This and other house demolitions symbolize for me not only the breakable edifice of the peace process, but the shattering of my once pristine vision of Israel. As a child, I had joyously sung the classic Zionist lines:

Anu banu artza levnot ul'hebanot.

(We have come to the land, To build and to be built up within it.)

Now, I cannot help but ask: Has Israel "built itself up" through military might alone? Can it, with equal resolve, overcome the past and build a relationship with Palestinians that truly recognizes their humanity? Most critically, will Israel feel secure enough to take all of the necessary risks for peace?

I will address these questions by examining some salient aspects of the Jewish biblical tradition of active risk-taking. My analysis will explore the fragile renewal of Israeli risks for peace since the Wye summit in the context of risk-taking as an expression of the deepest well-springs of Jewish faith.

Peace Negotiations as Active Risk-taking

On the most fundamental level, dividing up land into parcels labeled "ours" and "theirs" is the way both Israeli and Palestinian negotiators have come to terms with each other's nationalist claims since the start of the Oslo accords. Traditionally, Prime Minister Benjamin Netanyahu's Likud party has maintained that the peace process offers Israel no security benefits; to the contrary, it has said that every square mile of territory handed over to the Palestinian Authority entails grave risks for Israel's Jewish population.

The truth is that the collision of Jewish and Palestinian nationalist aspirations is far from a contest between equals. Israel, operating from its double-edged advantage of sovereign control and military superiority, cannot expect the Palestinians to perform political magic at the negotiating table, or anywhere else. Although Palestinian nationalism is, at this point, undeniably as passionate as the Jewish nationalism that conceived and forged the state of Israel, it can only be measured against the backdrop of humiliation, dispossession, subjugation, and economic privation that has been the lot of Palestinians since their nakbah (catastrophe) of 1948. A people whose back is to the wall can hardly enter into a quid pro quo relationship with its occupier.

However vociferously Likud exhorts Arafat to resolve the problem of Hamas extremists or to generate democratic institutions, the fledgling Palestinian entity will be hard-pressed to do so in short order. Given the dismal facts on the ground, most of which are the direct result of more than thirty years of Israeli occupation, Israelis cannot escape the prospect of taking greater risks for peace and security than Palestinians.

Whatever anxieties active risk-taking in the peace process engenders for Israel, the benefits it stands to gain over the long term are as crucial as they are manifold.
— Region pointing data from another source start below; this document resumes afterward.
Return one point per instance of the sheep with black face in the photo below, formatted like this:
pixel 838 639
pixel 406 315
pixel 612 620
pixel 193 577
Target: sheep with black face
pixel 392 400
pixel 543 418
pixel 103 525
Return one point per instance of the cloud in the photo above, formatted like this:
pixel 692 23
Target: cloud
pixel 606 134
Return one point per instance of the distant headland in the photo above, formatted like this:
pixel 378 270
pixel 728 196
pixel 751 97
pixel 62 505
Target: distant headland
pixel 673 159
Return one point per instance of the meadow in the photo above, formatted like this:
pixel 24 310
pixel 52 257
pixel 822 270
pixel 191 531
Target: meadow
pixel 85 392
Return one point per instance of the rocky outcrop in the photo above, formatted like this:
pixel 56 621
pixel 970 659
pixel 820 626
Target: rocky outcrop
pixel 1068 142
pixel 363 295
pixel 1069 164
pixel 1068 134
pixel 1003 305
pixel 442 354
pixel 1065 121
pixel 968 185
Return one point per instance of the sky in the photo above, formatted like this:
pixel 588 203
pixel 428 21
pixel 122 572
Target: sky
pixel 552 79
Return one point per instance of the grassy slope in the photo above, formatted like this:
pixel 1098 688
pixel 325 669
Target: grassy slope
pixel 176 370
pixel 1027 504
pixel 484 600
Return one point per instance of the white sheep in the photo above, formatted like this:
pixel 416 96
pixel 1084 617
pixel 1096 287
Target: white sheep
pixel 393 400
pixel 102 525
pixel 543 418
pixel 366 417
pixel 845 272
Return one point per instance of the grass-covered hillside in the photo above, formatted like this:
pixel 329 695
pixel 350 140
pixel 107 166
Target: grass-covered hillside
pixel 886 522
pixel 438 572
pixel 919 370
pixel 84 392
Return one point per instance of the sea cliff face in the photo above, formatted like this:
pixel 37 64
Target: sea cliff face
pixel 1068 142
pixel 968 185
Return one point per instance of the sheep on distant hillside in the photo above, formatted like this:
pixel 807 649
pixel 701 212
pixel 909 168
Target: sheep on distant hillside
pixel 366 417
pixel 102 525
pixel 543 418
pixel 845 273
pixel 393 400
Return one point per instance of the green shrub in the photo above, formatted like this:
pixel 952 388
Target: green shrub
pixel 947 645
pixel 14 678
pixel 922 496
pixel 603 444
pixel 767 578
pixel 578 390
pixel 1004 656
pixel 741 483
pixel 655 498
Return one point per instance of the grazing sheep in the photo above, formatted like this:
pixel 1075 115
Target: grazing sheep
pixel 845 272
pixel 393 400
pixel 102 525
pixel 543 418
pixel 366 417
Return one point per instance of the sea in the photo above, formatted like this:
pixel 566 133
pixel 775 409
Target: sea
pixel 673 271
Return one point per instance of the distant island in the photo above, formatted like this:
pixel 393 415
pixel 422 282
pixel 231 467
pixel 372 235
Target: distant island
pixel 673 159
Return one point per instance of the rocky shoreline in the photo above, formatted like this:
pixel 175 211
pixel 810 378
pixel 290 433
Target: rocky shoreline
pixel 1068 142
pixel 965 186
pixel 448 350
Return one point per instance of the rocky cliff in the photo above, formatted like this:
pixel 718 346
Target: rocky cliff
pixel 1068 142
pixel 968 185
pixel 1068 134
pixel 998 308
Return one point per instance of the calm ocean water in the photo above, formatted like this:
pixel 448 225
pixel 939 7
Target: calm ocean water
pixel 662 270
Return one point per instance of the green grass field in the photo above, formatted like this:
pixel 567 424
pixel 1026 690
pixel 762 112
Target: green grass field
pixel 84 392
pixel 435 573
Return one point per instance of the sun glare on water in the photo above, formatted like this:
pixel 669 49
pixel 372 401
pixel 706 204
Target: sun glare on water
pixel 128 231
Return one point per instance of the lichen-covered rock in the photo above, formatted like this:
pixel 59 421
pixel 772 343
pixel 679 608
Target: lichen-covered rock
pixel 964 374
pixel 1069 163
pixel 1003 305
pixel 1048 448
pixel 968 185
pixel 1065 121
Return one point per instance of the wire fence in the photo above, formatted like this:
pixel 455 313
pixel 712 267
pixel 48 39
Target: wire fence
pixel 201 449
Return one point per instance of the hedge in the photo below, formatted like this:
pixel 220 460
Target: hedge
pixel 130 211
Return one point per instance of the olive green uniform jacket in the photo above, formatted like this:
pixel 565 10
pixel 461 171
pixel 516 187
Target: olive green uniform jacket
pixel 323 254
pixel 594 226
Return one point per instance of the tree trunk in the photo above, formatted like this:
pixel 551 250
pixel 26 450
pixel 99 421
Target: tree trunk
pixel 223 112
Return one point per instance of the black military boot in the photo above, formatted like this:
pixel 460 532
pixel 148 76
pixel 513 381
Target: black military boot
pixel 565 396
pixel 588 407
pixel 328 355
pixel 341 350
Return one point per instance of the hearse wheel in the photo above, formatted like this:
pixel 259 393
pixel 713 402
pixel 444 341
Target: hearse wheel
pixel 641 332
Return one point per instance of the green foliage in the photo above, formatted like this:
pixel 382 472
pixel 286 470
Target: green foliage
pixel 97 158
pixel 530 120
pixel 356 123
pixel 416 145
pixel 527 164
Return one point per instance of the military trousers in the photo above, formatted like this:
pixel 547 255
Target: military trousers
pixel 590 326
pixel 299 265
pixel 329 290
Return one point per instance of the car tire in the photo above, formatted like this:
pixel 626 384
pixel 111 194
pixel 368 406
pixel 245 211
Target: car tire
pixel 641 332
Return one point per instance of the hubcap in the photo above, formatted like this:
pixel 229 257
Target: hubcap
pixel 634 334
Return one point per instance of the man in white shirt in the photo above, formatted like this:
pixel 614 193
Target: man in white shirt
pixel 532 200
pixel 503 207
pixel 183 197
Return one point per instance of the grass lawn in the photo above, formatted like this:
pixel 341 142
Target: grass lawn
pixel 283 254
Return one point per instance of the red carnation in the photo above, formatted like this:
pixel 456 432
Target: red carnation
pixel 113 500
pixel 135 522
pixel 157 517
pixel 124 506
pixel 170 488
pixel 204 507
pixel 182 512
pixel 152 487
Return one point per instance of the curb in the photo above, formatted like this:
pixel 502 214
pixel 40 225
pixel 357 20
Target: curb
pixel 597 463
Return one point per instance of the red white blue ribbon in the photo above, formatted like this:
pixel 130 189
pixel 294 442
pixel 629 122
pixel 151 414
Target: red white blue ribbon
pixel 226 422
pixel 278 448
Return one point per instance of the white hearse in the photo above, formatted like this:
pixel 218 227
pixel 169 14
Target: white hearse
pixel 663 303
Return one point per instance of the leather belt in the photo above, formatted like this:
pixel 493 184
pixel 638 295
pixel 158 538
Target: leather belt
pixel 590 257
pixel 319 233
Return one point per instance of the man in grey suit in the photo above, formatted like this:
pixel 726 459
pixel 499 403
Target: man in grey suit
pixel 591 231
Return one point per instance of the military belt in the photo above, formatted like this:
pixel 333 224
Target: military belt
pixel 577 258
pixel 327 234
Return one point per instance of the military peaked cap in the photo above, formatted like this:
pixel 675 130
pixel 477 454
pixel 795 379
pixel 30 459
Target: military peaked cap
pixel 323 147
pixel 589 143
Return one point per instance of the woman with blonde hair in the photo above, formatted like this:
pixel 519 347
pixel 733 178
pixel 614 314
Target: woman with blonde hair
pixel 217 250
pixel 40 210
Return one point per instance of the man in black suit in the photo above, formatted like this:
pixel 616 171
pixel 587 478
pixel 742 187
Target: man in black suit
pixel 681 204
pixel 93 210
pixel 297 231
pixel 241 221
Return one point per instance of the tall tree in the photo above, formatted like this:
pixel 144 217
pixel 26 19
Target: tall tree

Instead of a future of continuing military expansion, loss of life, and suppression of Palestinian rights, a determined commitment to the peace course will allow Israel more humanely to "build itself up" from within. Free to invest energy and resources in overarching social problems such as poverty, religious intolerance, women's rights, domestic violence, and the socio-economic divide between Ashkenzai and Sephardic Jews, Israelis gradually can move beyond their old siege mentality. In direct proportion to the army's fading centrality, they will be empowered to rebuild their national character through a redefinition of priorities.

Lamentably, during the first part of Netanyahu's tenure, a combination of factors chased risk-taking for peace underground. The nation lapsed into an atavistic nightmare of its own making, fixating on every traumatic aspect of its past - wars, terrorism, isolation in the world community and at the U.N. Fear of Hamas and mistrust of Palestinian intentions seemingly triumphed at the expense of the precious vision of peace for which Yitzhak Rabin had died.